Deep Time experiment: Participants emerge after 40 days in a cave
Fifteen people this week emerged from living in total isolation in a cave in France for 40 days as part of an experiment in "Deep Time."
Why it matters: Without smartphones and clocks the participants were forced to simply be with themselves. In doing so, they provided an object lesson for how artificially regulated our modern lives have become.
How it works: The Deep Time research project, led by France's Human Adaptation Institute, took seven women and eight men — all volunteers — and sent them to live in the Lombrives cave for nearly six weeks.
- Aside from cameras and tools to measure their sleep and movement patterns, the participants had no access to technology, spending all of their time in an environment with no natural light and temperatures of around 50 F and 100% humidity.
- When they finally emerged from the cave — wearing special sunglasses to protect their unaccustomed eyes from the sun — they had no idea how much time had passed, with one participant estimating as few as 23 days.

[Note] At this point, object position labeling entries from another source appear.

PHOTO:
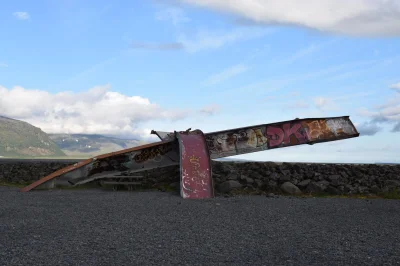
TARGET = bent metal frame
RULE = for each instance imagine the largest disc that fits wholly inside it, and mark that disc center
(193, 152)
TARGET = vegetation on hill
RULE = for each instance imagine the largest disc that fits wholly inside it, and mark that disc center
(89, 145)
(21, 139)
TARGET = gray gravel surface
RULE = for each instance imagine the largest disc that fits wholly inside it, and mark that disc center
(98, 227)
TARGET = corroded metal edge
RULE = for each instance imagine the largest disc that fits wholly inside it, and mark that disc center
(88, 161)
(195, 166)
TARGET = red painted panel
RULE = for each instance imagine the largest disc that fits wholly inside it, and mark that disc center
(196, 179)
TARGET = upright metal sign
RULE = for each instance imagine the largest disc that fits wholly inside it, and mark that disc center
(196, 180)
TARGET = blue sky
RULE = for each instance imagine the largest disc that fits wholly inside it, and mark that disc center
(126, 67)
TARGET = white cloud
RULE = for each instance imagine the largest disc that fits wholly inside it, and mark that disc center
(300, 104)
(97, 110)
(210, 109)
(395, 87)
(356, 17)
(368, 129)
(210, 40)
(385, 113)
(21, 15)
(226, 74)
(325, 104)
(173, 14)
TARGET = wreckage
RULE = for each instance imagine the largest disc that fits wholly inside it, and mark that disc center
(193, 151)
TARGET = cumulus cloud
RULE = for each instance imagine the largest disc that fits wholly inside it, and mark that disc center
(215, 39)
(300, 104)
(388, 113)
(368, 129)
(210, 109)
(226, 74)
(356, 17)
(98, 110)
(21, 15)
(325, 104)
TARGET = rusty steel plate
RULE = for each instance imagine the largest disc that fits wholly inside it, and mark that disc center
(196, 179)
(133, 160)
(278, 135)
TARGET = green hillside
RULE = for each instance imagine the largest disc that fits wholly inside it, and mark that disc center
(89, 145)
(21, 139)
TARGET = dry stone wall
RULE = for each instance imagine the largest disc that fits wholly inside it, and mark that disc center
(252, 177)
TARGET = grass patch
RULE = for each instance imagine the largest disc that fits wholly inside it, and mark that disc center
(10, 184)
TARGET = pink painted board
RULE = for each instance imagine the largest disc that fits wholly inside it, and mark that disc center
(196, 176)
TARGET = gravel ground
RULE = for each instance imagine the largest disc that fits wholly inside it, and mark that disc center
(97, 227)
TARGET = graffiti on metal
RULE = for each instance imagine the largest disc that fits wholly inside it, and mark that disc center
(193, 151)
(278, 135)
(320, 129)
(152, 153)
(196, 180)
(236, 142)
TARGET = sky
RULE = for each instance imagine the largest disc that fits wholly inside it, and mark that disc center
(123, 68)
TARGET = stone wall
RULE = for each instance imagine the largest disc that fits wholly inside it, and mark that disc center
(252, 177)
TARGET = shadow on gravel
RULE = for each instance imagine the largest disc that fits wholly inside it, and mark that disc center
(99, 227)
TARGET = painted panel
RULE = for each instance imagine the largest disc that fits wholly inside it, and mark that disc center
(236, 142)
(278, 135)
(196, 179)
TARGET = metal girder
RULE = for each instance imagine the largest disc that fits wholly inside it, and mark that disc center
(277, 135)
(105, 166)
(176, 148)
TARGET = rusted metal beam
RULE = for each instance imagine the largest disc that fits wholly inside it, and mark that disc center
(178, 147)
(195, 165)
(250, 139)
(132, 160)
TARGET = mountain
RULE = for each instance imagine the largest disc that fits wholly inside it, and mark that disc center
(21, 139)
(89, 145)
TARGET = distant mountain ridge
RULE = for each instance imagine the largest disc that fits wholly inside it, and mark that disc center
(88, 145)
(21, 139)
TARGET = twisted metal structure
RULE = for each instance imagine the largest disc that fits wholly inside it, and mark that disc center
(193, 152)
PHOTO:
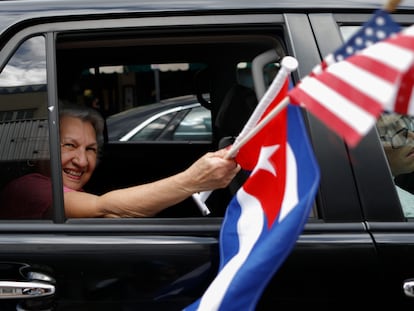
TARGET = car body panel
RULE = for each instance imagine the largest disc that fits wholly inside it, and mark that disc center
(355, 251)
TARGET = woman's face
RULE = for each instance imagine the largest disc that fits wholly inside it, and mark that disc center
(79, 149)
(398, 141)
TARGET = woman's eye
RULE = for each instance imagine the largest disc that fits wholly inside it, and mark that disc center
(69, 146)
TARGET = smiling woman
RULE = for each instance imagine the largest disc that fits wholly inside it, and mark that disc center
(397, 136)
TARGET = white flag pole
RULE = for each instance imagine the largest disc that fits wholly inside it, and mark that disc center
(251, 127)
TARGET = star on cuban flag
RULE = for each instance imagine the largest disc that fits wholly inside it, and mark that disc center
(267, 214)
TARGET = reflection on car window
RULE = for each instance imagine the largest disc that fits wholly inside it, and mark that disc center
(397, 137)
(190, 122)
(23, 126)
(196, 126)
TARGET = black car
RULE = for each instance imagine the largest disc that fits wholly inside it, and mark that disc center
(176, 119)
(357, 246)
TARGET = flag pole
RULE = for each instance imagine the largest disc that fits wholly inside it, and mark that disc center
(391, 5)
(252, 127)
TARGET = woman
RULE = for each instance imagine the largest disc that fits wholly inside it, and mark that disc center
(81, 136)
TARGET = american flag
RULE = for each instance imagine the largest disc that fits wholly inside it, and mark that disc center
(353, 85)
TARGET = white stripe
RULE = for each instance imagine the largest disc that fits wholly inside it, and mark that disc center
(390, 54)
(250, 224)
(356, 117)
(364, 81)
(411, 103)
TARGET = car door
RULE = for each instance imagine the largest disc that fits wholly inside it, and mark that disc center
(391, 231)
(165, 263)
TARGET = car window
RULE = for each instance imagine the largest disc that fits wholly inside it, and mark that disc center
(396, 133)
(183, 123)
(23, 127)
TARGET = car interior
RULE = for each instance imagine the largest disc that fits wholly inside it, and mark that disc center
(153, 65)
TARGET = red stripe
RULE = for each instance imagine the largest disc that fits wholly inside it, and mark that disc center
(405, 92)
(349, 92)
(351, 136)
(403, 41)
(375, 67)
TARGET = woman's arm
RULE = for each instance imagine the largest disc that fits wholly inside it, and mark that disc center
(209, 172)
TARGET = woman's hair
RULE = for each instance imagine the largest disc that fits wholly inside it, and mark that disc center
(86, 114)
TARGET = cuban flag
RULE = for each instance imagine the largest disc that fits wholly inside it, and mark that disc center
(370, 73)
(266, 216)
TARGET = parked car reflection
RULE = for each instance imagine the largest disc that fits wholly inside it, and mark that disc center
(176, 119)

Details: That's because without clocks or sunlight, they measured the passing of time mostly in sleep cycles, which varied from person to person.
What they're saying: "Time went by so fast and I still had, like, so [many] things I wanted to do in the cave," Marina Lançon, a Montreal expedition guide, told the CBC.
The bottom line: Two-thirds of the participants said they wanted to stay underground and in isolation a little longer — which, given the current state of the world, perhaps isn't that surprising.